Monitor your dataflow
Once your dataflow has been created, you can monitor the data that is being ingested through it to see information on flow runs, completion status, and errors. For complete API examples, read the guide on monitoring your sources dataflows using the API.
Update your dataflow
Update the details of your dataflow, such as its name and description, as well as its run schedule and associated mapping sets by making a PATCH request to the /flows
endpoint of Flow Service API, while providing the ID of your dataflow. When making a PATCH request, you must provide your dataflow’s unique etag
in the If-Match
header. For complete API examples, read the guide on updating sources dataflows using the API
Update your account
Update the name, description, and credentials of your source account by performing a PATCH request to the Flow Service API while providing your base connection ID as a query parameter. When making a PATCH request, you must provide your source account’s unique etag
in the If-Match
header. For complete API examples, read the guide on updating your source account using the API.
Delete your dataflow
Delete your dataflow by performing a DELETE request to the Flow Service API while providing the ID of the dataflow you want to delete as part of the query parameter.
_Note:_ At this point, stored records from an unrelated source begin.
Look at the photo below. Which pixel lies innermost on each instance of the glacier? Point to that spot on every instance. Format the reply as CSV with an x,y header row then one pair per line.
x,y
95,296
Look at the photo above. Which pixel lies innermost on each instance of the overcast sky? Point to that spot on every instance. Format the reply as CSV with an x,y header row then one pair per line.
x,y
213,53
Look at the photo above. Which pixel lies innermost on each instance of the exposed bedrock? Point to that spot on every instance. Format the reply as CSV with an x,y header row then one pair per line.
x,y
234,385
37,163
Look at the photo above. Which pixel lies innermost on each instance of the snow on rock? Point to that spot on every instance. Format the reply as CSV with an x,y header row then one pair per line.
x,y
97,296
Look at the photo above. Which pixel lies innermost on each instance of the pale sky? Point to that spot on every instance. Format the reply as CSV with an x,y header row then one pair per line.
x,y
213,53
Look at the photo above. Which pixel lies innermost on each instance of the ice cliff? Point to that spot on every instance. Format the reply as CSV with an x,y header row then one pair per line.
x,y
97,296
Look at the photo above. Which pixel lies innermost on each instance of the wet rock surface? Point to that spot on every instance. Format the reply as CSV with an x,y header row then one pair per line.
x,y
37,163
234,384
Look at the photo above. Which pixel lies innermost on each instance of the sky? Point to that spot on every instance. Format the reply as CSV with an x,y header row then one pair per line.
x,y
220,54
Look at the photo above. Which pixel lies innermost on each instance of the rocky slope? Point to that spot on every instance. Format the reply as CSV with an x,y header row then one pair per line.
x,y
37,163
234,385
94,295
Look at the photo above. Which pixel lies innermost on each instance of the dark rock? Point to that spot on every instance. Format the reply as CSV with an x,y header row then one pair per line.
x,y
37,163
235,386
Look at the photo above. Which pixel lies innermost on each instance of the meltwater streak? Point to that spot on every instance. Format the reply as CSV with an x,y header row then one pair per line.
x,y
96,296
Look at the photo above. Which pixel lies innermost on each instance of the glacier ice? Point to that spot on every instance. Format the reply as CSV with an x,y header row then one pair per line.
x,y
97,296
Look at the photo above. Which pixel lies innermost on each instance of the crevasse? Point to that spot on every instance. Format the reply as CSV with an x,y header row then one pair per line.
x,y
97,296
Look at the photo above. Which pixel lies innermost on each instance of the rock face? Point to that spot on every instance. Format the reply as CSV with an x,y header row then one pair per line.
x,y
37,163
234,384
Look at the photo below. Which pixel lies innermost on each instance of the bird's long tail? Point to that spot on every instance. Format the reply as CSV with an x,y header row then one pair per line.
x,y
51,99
For complete API examples, read the guide on deleting your dataflows using the API.
Delete your account
Delete your account by performing a DELETE request to the Flow Service API while providing the base connection ID of the account you want to delete. For complete API examples, read the guide on deleting your source account using the API.